Il paziente viene seguito con un ciclo di riabilitazione cardiologica per migliorare i parametri che rappresentano lo stato di performance fisica (VO2 massima, SO2, FC massima) e i parametri fisici dello stato di salute globale e respiratorio (PA, PO2, PCO2, FC). Tutte queste tipologie di riabilitazione permettono di migliorare gli out-come e l’autonomia del paziente nella vita quotidiana. Inoltre, rappresenta un efficace tipo di riabilitazione secondaria riducendo il rischio di nuovi eventi cardiovascolari futuri, morbilità, ospedalizzazione e mortalità.

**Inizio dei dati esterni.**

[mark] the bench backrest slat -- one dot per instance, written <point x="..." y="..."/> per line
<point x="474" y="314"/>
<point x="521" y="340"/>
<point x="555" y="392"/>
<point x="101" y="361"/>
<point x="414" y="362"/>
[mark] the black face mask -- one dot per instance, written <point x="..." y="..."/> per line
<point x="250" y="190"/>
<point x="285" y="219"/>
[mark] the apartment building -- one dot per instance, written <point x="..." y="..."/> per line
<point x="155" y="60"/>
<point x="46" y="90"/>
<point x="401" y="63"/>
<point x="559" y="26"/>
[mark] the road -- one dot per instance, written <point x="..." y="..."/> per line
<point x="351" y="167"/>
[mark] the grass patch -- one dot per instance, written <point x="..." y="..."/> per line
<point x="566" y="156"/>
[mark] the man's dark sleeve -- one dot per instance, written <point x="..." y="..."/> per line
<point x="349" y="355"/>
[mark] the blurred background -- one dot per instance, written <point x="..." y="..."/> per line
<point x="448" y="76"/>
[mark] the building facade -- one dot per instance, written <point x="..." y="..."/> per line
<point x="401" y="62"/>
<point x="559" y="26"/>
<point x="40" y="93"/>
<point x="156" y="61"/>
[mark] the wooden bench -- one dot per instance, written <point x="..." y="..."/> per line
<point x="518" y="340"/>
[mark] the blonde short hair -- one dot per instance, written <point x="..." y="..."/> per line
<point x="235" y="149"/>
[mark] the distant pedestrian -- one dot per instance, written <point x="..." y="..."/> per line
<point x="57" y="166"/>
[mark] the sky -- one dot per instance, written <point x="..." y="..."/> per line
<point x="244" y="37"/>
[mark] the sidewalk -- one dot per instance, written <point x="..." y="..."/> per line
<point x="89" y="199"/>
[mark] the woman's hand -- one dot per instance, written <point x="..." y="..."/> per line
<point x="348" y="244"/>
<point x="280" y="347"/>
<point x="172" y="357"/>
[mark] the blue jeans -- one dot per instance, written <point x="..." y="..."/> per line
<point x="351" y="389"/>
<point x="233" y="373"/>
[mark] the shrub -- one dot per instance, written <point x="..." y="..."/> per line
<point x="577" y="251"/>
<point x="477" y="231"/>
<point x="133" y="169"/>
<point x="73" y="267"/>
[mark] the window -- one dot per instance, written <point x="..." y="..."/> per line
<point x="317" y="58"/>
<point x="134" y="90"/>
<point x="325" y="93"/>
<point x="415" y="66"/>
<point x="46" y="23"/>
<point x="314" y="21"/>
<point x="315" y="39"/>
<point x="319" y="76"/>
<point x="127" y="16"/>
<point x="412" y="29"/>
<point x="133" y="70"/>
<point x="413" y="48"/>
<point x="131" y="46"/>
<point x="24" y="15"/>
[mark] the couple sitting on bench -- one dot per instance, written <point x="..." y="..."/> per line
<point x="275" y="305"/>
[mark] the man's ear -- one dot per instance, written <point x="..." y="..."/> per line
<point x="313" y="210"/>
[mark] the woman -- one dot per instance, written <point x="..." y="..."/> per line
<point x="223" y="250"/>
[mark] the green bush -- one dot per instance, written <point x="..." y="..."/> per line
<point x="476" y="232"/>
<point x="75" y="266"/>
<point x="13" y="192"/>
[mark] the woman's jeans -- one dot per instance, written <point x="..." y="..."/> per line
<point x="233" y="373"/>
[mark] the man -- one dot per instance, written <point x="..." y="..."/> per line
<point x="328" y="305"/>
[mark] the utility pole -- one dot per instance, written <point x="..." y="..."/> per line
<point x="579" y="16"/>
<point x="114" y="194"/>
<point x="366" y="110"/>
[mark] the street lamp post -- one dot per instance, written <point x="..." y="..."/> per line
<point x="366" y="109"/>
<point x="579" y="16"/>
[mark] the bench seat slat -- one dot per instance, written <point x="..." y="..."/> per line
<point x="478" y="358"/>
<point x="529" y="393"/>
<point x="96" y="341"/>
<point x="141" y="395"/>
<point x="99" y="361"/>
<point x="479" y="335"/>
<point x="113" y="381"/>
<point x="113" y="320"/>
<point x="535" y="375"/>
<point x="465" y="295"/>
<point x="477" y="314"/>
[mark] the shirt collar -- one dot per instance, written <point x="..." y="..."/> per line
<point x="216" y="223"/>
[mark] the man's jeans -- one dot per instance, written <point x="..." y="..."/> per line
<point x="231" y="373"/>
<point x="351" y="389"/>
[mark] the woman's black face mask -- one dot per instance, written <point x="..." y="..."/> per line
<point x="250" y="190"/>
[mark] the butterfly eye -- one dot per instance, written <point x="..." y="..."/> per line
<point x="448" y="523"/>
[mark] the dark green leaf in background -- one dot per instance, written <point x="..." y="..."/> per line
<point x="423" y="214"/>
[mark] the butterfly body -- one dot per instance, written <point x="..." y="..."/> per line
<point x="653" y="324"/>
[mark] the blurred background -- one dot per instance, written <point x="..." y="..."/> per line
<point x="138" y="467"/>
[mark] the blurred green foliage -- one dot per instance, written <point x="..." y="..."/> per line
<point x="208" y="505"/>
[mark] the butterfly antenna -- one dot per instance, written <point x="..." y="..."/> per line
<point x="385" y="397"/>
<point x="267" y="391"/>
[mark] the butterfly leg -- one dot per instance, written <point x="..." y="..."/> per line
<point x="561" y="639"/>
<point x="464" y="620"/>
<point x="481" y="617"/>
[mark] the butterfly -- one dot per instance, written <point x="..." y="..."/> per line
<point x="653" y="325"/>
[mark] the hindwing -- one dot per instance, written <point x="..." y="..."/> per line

L’importanza di un programma di allenamento

Dopo l’intervento, è fondamentale proseguire con un programma di allenamento per migliorare i parametri di salute fisica e la ripresa delle autonomie del paziente. Dagli studi analizzati, non risultano differenze sostanziali dal tipo di strumento e il tipo di allenamento utilizzato per il training a parità di carico di volume e intensità. Sarà compito del fisioterapista scegliere lo strumento più adatto per le caratteristiche specifiche del paziente. Riguardo al tipo di allenamento utilizzato, risultano efficaci sia l’allenamento continuo a bassa-media intensità sia quello intervallato ad alta intensità – quest’ultimo in maniera leggermente maggiore in alcuni stadi e uguale per altri. Resta sempre fondamentale dosare correttamente il progredire dei carichi di allenamento per stimolare al meglio l’adattamento del corpo al training: in questa fase è molto importante essere guidati per una corretta guarigione e riabilitazione.